Casa Azul, in Mexico City

Mexico City’s Casa Azul museum—best known as the artist Frida Kahlo’s house—could become the venue for a world record when it plays host to the drummer Tino Contreras this weekend. The legendary figure on the Mexican music scene, who just turned 97, is in line to become the oldest musician to headline a live-streamed concert, a spokesperson for Guinness World Records says.

When the Mexican artist Frida Kahlo married muralist Diego Rivera for the first time in 1929, Contreras was five years old. Now, he tells The Art Newspaper, he is looking forward to setting up his drum kit among the pre-Colombian sculptures in the patio garden at Casa Azul, named for the indigo colour of the walls surrounding the house built by Kahlo’s photographer father.

The concert, which will be streamed live to paying audiences, will also be a first for the museum which, says the consultant Hilda Trujillo, who was the museum’s director until recently. “The future of museums will, to a large part depend on how we use the new technologies,” Trujillo adds. “The whole sector has been badly hit by austerity and the enforced closure as a result of the covid pandemic. This concert will showcase the venue as well as the talent of Maestro Contreras. I hope it will raise the museum’s profile as well as the funds needed to ensure the collection is able to remain in good condition.”

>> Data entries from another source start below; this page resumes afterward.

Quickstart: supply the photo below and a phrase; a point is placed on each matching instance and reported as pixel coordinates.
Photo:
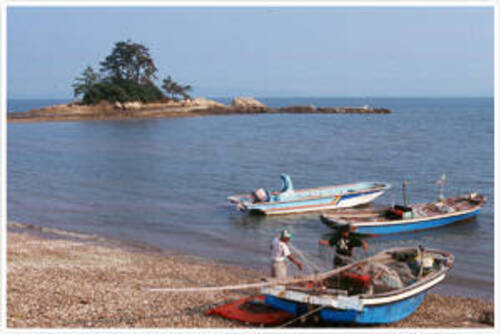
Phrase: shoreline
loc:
(194, 108)
(100, 282)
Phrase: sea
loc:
(165, 182)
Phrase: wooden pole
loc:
(405, 195)
(314, 277)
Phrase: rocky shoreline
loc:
(61, 279)
(186, 108)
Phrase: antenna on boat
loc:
(441, 183)
(405, 195)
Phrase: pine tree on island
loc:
(127, 74)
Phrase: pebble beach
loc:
(57, 278)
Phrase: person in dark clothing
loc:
(344, 241)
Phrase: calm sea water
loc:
(165, 181)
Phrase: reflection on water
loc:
(165, 181)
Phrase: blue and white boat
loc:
(289, 200)
(385, 288)
(400, 219)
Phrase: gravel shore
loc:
(62, 279)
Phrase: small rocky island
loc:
(185, 108)
(125, 87)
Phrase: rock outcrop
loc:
(248, 104)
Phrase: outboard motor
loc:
(286, 191)
(260, 195)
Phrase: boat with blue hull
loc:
(288, 200)
(401, 219)
(385, 288)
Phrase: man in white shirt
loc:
(279, 253)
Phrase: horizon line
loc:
(296, 96)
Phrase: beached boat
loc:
(289, 200)
(398, 219)
(385, 288)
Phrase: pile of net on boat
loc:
(377, 277)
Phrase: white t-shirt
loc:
(279, 250)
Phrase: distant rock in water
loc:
(248, 104)
(333, 110)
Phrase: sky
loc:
(266, 52)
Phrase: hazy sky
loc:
(263, 51)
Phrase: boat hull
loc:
(327, 203)
(312, 199)
(366, 307)
(410, 225)
(377, 314)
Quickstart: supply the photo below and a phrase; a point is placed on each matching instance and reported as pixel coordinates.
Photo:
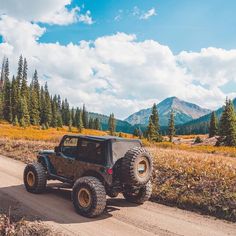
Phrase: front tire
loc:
(140, 195)
(35, 178)
(89, 196)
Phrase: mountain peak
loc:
(184, 112)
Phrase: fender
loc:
(46, 163)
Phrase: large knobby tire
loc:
(139, 196)
(89, 196)
(35, 178)
(136, 167)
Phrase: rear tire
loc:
(89, 196)
(139, 196)
(35, 178)
(136, 167)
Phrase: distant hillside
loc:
(184, 112)
(121, 126)
(200, 125)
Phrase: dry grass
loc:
(22, 227)
(36, 133)
(196, 148)
(195, 181)
(195, 177)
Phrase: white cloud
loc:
(117, 73)
(45, 11)
(86, 18)
(148, 14)
(136, 11)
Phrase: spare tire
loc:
(136, 167)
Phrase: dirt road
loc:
(121, 218)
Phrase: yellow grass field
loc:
(196, 177)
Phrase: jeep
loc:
(94, 166)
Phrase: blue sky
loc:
(125, 55)
(180, 24)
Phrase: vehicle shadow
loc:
(52, 205)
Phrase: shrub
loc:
(198, 140)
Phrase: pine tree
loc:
(59, 120)
(15, 121)
(136, 132)
(70, 125)
(24, 113)
(171, 126)
(97, 125)
(19, 76)
(112, 124)
(227, 127)
(85, 117)
(151, 131)
(213, 129)
(48, 108)
(34, 106)
(91, 123)
(55, 112)
(73, 116)
(140, 133)
(80, 122)
(7, 109)
(66, 112)
(36, 87)
(24, 86)
(154, 123)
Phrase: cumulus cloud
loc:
(117, 73)
(45, 11)
(148, 14)
(86, 18)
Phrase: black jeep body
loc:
(95, 166)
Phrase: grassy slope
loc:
(186, 176)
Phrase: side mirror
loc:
(57, 149)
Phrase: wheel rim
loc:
(30, 178)
(84, 197)
(143, 166)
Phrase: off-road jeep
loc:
(94, 167)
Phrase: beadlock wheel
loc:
(30, 178)
(84, 197)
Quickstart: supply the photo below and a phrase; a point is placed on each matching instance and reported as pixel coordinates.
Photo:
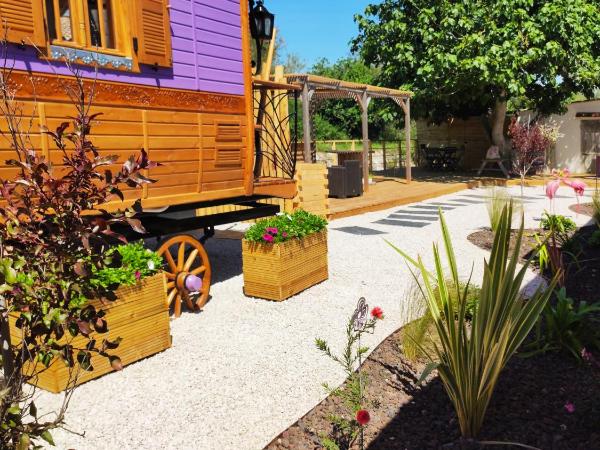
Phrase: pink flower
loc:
(577, 185)
(377, 313)
(363, 417)
(551, 188)
(570, 407)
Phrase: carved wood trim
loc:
(49, 87)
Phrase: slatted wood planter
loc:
(139, 316)
(278, 271)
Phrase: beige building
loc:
(579, 136)
(577, 146)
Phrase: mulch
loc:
(528, 406)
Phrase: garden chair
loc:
(495, 158)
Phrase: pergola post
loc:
(407, 137)
(306, 122)
(364, 106)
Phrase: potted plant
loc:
(137, 316)
(284, 255)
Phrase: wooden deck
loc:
(388, 192)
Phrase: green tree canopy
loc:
(474, 56)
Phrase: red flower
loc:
(377, 313)
(363, 417)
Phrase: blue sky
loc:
(317, 28)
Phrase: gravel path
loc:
(243, 370)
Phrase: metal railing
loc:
(275, 129)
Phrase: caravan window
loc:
(590, 136)
(84, 24)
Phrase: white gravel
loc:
(243, 370)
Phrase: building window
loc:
(590, 136)
(84, 24)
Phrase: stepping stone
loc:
(444, 208)
(468, 202)
(359, 231)
(415, 211)
(410, 216)
(403, 223)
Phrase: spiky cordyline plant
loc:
(469, 360)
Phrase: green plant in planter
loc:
(470, 357)
(284, 227)
(50, 247)
(135, 262)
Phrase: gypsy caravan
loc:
(173, 77)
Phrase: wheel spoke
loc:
(188, 302)
(181, 256)
(171, 296)
(177, 308)
(190, 260)
(170, 262)
(198, 270)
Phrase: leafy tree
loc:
(474, 56)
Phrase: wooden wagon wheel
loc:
(190, 259)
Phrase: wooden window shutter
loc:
(154, 33)
(24, 21)
(229, 145)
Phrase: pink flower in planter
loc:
(377, 313)
(570, 407)
(577, 185)
(551, 188)
(363, 417)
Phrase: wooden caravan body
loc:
(170, 76)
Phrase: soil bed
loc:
(583, 271)
(528, 407)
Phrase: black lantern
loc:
(262, 25)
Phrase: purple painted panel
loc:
(207, 51)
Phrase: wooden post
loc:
(306, 123)
(364, 106)
(407, 137)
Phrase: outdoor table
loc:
(441, 158)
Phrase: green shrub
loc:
(596, 207)
(418, 336)
(469, 359)
(136, 262)
(284, 227)
(594, 240)
(568, 327)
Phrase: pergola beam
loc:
(318, 87)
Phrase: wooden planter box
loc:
(140, 316)
(278, 271)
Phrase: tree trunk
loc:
(497, 119)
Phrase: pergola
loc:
(316, 88)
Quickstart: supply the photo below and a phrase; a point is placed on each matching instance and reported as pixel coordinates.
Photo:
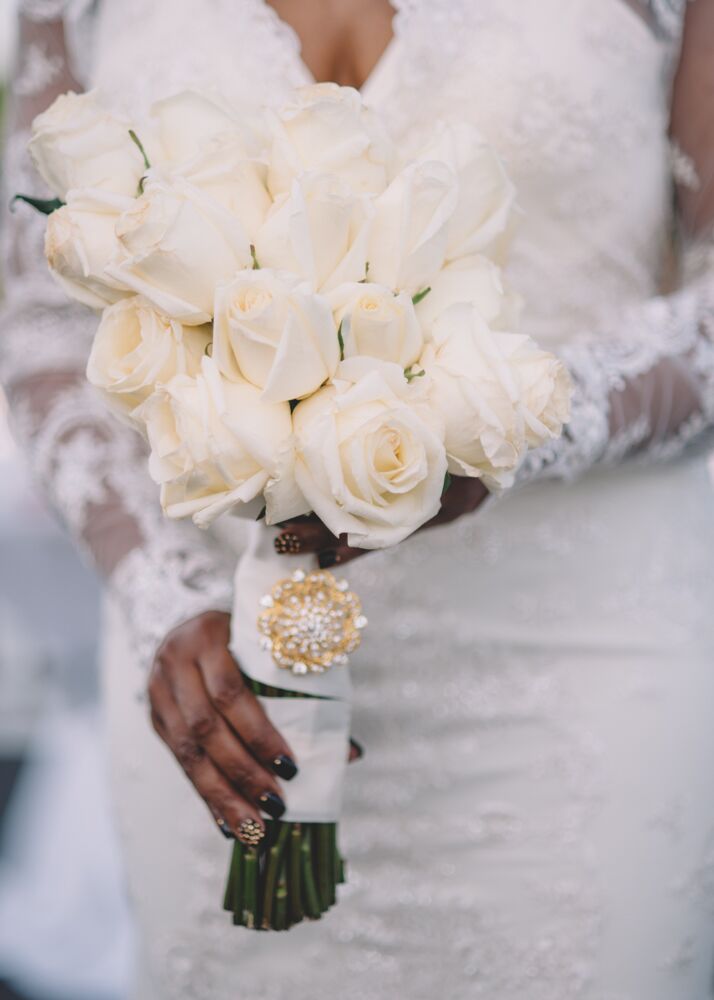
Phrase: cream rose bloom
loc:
(135, 348)
(370, 458)
(178, 243)
(190, 123)
(474, 280)
(233, 180)
(409, 232)
(474, 387)
(377, 323)
(214, 443)
(326, 129)
(80, 241)
(77, 143)
(546, 389)
(271, 330)
(486, 194)
(319, 231)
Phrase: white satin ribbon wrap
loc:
(317, 729)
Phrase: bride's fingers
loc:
(227, 806)
(209, 731)
(244, 713)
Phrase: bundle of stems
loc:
(292, 875)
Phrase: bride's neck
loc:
(341, 40)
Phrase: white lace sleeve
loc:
(646, 386)
(92, 468)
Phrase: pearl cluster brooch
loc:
(311, 622)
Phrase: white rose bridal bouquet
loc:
(299, 322)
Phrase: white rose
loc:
(271, 330)
(486, 193)
(136, 347)
(370, 459)
(376, 322)
(76, 143)
(233, 180)
(214, 443)
(80, 242)
(319, 231)
(326, 128)
(474, 280)
(178, 244)
(190, 123)
(546, 389)
(408, 235)
(477, 393)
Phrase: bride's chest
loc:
(547, 78)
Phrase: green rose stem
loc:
(321, 836)
(250, 897)
(297, 910)
(312, 901)
(274, 863)
(280, 922)
(292, 874)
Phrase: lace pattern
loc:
(92, 468)
(668, 342)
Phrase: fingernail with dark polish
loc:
(272, 804)
(327, 558)
(285, 767)
(225, 829)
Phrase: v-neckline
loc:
(310, 78)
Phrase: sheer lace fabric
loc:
(93, 469)
(536, 713)
(644, 380)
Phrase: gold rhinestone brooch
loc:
(310, 622)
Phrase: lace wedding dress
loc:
(534, 817)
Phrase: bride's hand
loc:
(216, 727)
(309, 534)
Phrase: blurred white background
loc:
(65, 931)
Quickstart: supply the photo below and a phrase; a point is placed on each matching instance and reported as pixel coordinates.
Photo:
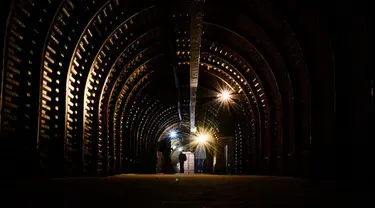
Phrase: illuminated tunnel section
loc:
(103, 79)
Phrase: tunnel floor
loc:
(176, 191)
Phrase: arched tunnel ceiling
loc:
(105, 78)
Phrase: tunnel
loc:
(90, 87)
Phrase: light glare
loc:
(173, 134)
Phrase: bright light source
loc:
(173, 134)
(224, 95)
(193, 130)
(202, 138)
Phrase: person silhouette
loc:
(182, 159)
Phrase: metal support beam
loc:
(196, 28)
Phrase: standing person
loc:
(200, 153)
(182, 158)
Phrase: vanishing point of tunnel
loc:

Before covid, Trujillo says, Casa Azul received approximately 580,000 visitors per year while its sister museum, Anahuacalli, which has in the past hosted concerts by Patti Smith and Brian Eno, had 130,000 visitors. There will be an option to make an additional online donation to the museum at the point of ticket purchase.

Contreras, who started playing as a teenager alongside his brothers before the outbreak of the Second World War, has shared the stage with some of the 20th century’s greatest musicians including Duke Ellington and Art Blakey. Last year, he re-released Musica Infinita, a 1978 psychedelic, experimental jazz record in conjunction with the French-born, UK-based DJ Gilles Peterson.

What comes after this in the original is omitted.